Skip to main content

Content Analysis Pipeline

Analyze text content to extract metrics and detect patterns - essential for content moderation, SEO analysis, or feature extraction.

Use Case

Multiple Applications

Content analysis pipelines serve content moderation (keyword detection), SEO analysis (content length, keyword density), and ML feature engineering (text statistics).

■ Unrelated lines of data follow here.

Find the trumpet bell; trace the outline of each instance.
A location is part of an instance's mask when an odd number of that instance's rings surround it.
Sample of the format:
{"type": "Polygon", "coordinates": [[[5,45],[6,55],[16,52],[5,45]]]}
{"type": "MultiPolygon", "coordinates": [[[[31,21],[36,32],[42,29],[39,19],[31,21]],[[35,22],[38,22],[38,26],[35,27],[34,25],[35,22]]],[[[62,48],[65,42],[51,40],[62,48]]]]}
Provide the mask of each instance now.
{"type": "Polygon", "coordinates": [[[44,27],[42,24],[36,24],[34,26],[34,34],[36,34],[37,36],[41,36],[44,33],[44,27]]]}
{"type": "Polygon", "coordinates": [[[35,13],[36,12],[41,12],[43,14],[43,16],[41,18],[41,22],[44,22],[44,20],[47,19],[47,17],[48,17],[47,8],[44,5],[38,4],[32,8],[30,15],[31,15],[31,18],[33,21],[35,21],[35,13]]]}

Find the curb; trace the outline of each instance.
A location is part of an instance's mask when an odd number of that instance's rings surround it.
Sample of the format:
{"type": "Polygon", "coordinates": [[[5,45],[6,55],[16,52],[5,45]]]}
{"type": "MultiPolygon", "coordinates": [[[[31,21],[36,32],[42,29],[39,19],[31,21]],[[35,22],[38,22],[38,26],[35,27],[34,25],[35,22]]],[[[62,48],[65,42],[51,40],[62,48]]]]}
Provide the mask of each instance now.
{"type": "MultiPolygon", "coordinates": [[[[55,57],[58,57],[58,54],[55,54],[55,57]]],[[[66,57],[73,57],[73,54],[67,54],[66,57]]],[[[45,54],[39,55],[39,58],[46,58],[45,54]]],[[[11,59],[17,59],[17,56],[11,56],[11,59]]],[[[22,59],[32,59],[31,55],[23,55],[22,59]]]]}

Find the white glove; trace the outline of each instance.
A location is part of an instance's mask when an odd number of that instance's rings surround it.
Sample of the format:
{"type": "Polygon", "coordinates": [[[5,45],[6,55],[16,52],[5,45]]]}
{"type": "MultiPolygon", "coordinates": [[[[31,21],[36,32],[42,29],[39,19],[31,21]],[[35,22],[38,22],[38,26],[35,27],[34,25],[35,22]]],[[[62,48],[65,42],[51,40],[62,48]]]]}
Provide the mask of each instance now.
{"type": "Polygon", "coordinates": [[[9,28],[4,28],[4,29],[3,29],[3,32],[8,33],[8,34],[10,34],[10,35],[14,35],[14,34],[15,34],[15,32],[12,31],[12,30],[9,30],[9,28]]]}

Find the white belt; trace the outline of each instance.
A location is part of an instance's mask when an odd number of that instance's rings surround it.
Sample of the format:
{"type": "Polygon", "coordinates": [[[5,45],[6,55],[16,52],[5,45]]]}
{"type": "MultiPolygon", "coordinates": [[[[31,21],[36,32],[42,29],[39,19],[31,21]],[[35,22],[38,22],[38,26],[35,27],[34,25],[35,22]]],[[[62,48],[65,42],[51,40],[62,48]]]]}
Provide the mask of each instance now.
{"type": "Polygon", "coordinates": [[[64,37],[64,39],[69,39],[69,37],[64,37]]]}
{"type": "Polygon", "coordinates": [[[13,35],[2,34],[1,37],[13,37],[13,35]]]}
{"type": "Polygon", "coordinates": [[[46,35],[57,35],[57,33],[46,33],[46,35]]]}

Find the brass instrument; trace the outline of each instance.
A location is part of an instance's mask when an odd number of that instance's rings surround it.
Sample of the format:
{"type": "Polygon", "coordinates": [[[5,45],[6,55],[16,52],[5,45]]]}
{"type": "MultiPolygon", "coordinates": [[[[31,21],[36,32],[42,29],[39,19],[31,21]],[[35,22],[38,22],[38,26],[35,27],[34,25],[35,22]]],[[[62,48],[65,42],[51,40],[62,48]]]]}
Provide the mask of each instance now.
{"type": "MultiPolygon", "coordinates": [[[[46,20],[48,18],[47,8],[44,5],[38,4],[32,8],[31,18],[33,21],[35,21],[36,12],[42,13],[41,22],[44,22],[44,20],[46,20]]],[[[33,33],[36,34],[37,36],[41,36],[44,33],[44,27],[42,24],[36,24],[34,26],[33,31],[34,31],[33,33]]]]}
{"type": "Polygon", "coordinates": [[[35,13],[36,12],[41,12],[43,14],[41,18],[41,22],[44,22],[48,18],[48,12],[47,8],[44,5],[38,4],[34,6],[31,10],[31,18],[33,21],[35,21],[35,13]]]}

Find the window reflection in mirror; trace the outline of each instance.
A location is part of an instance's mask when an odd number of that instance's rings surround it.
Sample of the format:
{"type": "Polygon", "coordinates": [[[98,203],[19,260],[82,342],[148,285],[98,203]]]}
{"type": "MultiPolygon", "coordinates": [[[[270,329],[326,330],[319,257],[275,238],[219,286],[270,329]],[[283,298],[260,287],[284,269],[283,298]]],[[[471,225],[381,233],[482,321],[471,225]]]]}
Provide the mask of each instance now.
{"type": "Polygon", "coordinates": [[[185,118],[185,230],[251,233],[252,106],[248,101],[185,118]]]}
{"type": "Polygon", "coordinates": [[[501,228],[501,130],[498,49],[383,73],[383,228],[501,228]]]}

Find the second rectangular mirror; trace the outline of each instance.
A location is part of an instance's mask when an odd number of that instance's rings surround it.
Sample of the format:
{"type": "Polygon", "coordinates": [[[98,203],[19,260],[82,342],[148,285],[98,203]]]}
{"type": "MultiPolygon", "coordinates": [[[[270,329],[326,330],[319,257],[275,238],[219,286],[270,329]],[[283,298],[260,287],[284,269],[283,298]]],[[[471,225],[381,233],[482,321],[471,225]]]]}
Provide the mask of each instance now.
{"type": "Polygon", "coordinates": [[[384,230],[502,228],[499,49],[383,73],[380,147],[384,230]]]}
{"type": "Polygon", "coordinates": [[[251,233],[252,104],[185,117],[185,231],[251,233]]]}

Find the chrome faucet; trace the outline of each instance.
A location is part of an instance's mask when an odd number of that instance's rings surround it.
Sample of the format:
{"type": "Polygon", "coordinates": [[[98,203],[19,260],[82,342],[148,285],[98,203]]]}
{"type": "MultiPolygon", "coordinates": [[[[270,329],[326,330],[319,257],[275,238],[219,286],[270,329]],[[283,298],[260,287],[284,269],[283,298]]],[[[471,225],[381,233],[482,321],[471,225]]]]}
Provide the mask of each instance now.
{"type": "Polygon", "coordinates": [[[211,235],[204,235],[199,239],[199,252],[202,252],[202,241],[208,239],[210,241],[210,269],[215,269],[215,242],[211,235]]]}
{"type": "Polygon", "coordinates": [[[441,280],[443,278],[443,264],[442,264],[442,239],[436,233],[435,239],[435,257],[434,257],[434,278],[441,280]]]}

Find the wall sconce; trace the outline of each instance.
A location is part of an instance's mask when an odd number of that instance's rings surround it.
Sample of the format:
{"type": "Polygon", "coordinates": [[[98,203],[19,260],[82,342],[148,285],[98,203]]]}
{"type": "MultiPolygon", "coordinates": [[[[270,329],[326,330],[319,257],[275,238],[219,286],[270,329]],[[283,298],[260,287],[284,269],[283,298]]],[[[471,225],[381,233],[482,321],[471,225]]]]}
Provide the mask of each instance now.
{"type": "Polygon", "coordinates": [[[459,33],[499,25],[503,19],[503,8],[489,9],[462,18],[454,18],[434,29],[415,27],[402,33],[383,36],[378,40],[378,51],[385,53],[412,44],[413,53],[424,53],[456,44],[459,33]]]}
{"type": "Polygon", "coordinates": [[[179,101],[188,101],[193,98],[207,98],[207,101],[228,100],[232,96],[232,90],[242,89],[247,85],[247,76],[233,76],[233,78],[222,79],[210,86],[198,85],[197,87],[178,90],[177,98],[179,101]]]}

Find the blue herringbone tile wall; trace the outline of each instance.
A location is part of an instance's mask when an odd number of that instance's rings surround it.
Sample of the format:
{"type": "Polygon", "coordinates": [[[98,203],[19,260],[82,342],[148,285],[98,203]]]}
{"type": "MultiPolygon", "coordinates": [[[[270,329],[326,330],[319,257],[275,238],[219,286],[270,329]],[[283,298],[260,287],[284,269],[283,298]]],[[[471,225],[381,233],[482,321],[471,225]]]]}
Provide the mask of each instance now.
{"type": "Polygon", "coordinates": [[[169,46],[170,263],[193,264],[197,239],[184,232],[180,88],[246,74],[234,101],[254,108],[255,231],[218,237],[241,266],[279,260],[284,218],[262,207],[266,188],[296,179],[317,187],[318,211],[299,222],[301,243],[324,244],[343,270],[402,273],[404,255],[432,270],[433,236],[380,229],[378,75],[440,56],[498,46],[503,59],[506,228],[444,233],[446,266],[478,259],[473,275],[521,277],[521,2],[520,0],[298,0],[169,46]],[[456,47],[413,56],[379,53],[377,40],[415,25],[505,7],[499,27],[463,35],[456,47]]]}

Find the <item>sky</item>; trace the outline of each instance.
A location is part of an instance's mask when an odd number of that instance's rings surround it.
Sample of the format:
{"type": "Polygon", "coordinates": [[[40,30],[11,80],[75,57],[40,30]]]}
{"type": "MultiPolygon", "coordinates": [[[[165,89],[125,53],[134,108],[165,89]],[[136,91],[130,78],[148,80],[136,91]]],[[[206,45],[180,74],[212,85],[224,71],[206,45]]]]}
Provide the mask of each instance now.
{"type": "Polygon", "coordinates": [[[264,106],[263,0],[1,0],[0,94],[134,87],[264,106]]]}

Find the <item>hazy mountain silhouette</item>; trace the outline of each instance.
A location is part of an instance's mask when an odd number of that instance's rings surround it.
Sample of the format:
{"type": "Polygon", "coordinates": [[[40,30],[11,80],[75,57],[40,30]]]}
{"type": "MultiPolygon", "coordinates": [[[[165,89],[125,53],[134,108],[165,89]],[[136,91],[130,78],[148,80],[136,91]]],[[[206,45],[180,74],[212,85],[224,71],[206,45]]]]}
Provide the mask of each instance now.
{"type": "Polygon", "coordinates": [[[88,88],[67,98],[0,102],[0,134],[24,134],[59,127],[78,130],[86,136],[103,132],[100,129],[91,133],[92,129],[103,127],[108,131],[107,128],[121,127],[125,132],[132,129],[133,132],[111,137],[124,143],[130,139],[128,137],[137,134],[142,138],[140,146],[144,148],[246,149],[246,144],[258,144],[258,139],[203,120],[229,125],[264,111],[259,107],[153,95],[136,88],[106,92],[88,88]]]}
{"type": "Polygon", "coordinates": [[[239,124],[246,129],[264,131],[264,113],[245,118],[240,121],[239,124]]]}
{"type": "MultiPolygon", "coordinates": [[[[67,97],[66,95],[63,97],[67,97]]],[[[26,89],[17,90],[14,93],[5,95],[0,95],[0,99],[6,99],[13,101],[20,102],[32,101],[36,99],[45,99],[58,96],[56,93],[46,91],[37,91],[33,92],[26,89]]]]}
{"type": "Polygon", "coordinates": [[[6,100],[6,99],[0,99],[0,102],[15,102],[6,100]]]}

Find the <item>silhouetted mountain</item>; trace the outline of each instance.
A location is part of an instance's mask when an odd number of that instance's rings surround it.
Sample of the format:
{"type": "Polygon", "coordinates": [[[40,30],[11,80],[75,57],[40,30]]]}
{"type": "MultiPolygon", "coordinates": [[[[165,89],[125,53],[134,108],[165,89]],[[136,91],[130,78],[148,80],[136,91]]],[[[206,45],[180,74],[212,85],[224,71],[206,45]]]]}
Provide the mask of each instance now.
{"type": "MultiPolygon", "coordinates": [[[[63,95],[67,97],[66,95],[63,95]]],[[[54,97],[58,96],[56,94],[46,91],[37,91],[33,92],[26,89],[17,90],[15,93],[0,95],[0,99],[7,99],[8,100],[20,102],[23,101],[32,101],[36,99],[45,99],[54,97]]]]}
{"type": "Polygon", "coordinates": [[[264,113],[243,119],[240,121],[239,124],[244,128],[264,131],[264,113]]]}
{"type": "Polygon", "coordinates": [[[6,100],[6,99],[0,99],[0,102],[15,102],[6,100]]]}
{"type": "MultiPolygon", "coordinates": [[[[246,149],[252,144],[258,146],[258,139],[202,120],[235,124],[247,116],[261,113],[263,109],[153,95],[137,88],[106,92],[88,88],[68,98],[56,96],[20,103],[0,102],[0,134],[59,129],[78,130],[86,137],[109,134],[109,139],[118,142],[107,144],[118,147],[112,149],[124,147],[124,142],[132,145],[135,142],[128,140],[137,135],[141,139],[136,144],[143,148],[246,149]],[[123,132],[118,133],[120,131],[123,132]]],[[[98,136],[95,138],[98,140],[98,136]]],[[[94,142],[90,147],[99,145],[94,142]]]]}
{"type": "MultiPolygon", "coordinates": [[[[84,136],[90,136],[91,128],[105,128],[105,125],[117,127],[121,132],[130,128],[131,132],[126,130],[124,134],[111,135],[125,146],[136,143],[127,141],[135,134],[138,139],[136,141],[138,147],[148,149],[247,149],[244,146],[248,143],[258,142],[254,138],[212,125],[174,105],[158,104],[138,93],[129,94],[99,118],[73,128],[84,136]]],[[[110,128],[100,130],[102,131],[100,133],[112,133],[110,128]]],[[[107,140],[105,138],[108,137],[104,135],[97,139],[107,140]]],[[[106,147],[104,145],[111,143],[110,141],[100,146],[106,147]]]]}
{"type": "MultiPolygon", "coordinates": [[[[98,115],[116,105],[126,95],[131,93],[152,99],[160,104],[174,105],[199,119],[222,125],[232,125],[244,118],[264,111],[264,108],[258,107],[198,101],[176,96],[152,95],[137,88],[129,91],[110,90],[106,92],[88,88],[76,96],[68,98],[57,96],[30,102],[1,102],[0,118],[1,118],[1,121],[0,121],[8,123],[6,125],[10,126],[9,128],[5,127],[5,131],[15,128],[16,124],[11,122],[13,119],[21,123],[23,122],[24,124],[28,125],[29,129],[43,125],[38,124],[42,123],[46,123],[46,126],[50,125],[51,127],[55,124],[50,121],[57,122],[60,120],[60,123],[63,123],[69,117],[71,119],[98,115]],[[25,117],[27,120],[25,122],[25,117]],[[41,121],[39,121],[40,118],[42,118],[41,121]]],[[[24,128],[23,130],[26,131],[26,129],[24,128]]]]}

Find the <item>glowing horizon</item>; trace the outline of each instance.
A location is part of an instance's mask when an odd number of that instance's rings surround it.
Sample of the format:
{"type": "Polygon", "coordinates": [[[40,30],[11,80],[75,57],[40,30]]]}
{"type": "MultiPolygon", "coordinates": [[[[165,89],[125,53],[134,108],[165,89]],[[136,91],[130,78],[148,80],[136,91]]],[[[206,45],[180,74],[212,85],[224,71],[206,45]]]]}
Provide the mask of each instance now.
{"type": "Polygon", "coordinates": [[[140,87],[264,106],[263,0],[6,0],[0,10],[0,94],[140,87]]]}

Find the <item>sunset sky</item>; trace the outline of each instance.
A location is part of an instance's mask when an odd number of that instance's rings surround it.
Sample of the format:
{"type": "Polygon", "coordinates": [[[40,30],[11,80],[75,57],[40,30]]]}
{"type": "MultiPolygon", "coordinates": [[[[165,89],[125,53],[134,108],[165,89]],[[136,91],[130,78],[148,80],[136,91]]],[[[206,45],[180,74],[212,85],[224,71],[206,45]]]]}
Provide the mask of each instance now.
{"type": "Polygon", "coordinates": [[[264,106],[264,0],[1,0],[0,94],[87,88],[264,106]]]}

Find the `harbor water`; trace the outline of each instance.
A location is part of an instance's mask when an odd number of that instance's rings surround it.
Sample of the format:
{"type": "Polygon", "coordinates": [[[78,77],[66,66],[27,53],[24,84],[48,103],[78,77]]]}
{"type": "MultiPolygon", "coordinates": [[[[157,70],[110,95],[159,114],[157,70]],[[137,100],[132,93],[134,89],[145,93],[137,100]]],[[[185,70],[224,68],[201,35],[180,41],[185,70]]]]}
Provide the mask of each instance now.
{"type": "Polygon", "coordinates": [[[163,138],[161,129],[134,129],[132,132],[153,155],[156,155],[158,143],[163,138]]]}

Given a piece of text content, you want to:

  • Count words and characters
  • Check for specific keywords
  • Split into processable lines

The Pipeline

# content-analysis.cst
# Analyze text content for metrics and keywords

in content: String
in keyword: String

# Basic metrics
wordCount = WordCount(content)
charCount = TextLength(content)

# Keyword detection
containsKeyword = Contains(content, keyword)

# Normalize for analysis
normalized = Lowercase(content)

# Output analysis results
out wordCount
out charCount
out containsKeyword
out normalized

Explanation

FunctionDescriptionReturn Type
WordCountCounts words (space-separated tokens)Int
TextLengthCounts characters in stringInt
ContainsChecks if substring existsBoolean
LowercaseConverts to lowercaseString

Running the Example

Input

{
"content": "Hello World! This is a Test Document.",
"keyword": "Test"
}

Expected Output

{
"wordCount": 7,
"charCount": 38,
"containsKeyword": true,
"normalized": "hello world! this is a test document."
}

Variations

Multi-line Content Analysis

Process content that spans multiple lines:

in content: String

# Split into lines
lines = SplitLines(content)

# Get line count
lineCount = list-length(lines)

# Get first line for preview
firstLine = list-first(lines)

out lineCount
out firstLine

CSV-like Data Parsing

Not a Full CSV Parser

This pattern handles simple delimited data. For complex CSV with quoted fields, escaping, or multi-line values, use a dedicated parsing module.

Parse delimited data:

in row: String
in delimiter: String

# Split by delimiter
fields = Split(row, delimiter)

# Get field count
fieldCount = list-length(fields)

out fields
out fieldCount

Input:

{
"row": "John,Doe,john@example.com,42",
"delimiter": ","
}

Content Quality Score

Combine metrics into a quality assessment:

use stdlib.math
use stdlib.comparison

in content: String

wordCount = WordCount(content)
charCount = TextLength(content)

# Check minimum thresholds
hasMinWords = gte(wordCount, 10)
hasMinChars = gte(charCount, 50)

out wordCount
out charCount
out hasMinWords
out hasMinChars

Keyword Density Analysis

Analyze keyword presence in content:

in content: String
in keyword: String

# Get content metrics
contentWords = WordCount(content)
contentLength = TextLength(content)

# Check keyword presence
hasKeyword = Contains(content, keyword)

# Normalize for case-insensitive check
normalizedContent = Lowercase(content)
normalizedKeyword = Lowercase(keyword)
hasKeywordNormalized = Contains(normalizedContent, normalizedKeyword)

out hasKeyword
out hasKeywordNormalized
out contentWords

Real-World Applications

Content Moderation

  • Check for banned keywords
  • Validate minimum content length
  • Extract content for review

SEO Analysis

  • Count keyword occurrences
  • Measure content length
  • Analyze content structure

Data Extraction

  • Parse structured text (CSV, logs)
  • Split multi-line content
  • Extract specific fields

Feature Engineering

  • Generate text features for ML models
  • Normalize text for comparison
  • Create content fingerprints

Best Practices

Case Sensitivity

Keyword detection is case-sensitive by default. Always normalize both content and keyword to the same case before using Contains.

  1. Normalize before comparing: Use Lowercase for case-insensitive matching
  2. Trim inputs: Clean whitespace before analysis with Trim
  3. Handle edge cases: Empty strings, single words, etc.